Mr Yudhoyono said he hoped for warmer ties with 'an old relative'
The visit, the first by an Indonesian leader to the graveyard, is seen as a symbol of reconciliation after East Timor's 1999 breakaway from Indonesia.
On Friday, he signed a border agreement which both sides described as a good step towards normalising relations.
Some 1,500 people were killed when the tiny country voted for independence.
The president prayed at the cemetery where a peaceful commemoration of an activist killed by the Indonesian military turned into a bloodbath when troops opened fire on 3,000 people.
More than 200 were killed and about 270 went missing.
Mr Yudhoyono later on Saturday visited a nearby graveyard where hundreds of Indonesian troops killed during the occupation are buried.
"East Timor is like an old relative," he told the East Timorese parliament.
"I hope that the atmosphere of this trip can be maintained and translated into closer relations in the future."
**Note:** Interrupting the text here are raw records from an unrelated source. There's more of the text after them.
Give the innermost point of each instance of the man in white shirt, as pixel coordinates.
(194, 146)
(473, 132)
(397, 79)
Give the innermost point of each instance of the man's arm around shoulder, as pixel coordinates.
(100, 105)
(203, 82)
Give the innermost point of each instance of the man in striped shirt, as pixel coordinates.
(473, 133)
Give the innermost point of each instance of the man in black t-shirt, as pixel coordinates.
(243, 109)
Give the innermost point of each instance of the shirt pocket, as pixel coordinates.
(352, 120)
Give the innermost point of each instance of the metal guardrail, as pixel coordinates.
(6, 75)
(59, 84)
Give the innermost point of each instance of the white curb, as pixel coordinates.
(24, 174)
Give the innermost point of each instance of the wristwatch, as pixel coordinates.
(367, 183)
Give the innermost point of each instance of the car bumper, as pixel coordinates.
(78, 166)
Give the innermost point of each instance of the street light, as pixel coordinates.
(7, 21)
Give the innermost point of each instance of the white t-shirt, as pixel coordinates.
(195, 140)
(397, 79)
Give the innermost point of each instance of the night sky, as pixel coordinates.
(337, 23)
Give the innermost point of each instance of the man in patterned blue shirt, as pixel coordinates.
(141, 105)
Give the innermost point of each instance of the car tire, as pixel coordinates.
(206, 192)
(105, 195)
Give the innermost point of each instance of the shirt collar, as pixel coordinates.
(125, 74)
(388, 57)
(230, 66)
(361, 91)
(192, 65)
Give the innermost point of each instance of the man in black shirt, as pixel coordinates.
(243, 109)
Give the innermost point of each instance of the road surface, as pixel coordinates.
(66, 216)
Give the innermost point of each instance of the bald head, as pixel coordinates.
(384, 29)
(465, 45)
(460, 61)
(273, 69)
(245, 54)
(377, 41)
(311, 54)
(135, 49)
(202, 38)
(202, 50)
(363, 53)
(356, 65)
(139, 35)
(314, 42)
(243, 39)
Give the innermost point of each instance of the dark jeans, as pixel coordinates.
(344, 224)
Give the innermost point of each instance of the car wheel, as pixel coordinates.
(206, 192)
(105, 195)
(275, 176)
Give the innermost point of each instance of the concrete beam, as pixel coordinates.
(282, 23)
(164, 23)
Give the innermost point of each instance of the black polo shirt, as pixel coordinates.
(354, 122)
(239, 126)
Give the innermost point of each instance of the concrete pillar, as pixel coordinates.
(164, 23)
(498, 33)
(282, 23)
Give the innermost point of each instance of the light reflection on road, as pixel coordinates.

The two countries have also signed an important agreement to formalise the border between East Timor and Indonesian-controlled West Timor.
"Our two nations have been able to reach a provisional land border agreement after less than five years of talks," East Timor's Prime Minister Mari Alkatiri said.
"This is a great achievement in its own right and it bodes well for making progress on other fundamentally important issues."
But while the visit marks a step forward in the relation between the two countries, many in East Timor feel that justice has not yet been done.
Indonesia set up a special human rights court in 2000, but has so far refused to extradite those accused of responsibility for the massacres.
Of 18 people it has tried in its own courts, 17 have been acquitted and one is still free while his case is being appealed.
The BBC's Tim Johnston says that despite the visit, the wounds in East Timor are far from healed.
Indonesia invaded the former Portuguese colony in 1975, starting an occupation which lasted almost a quarter of a century.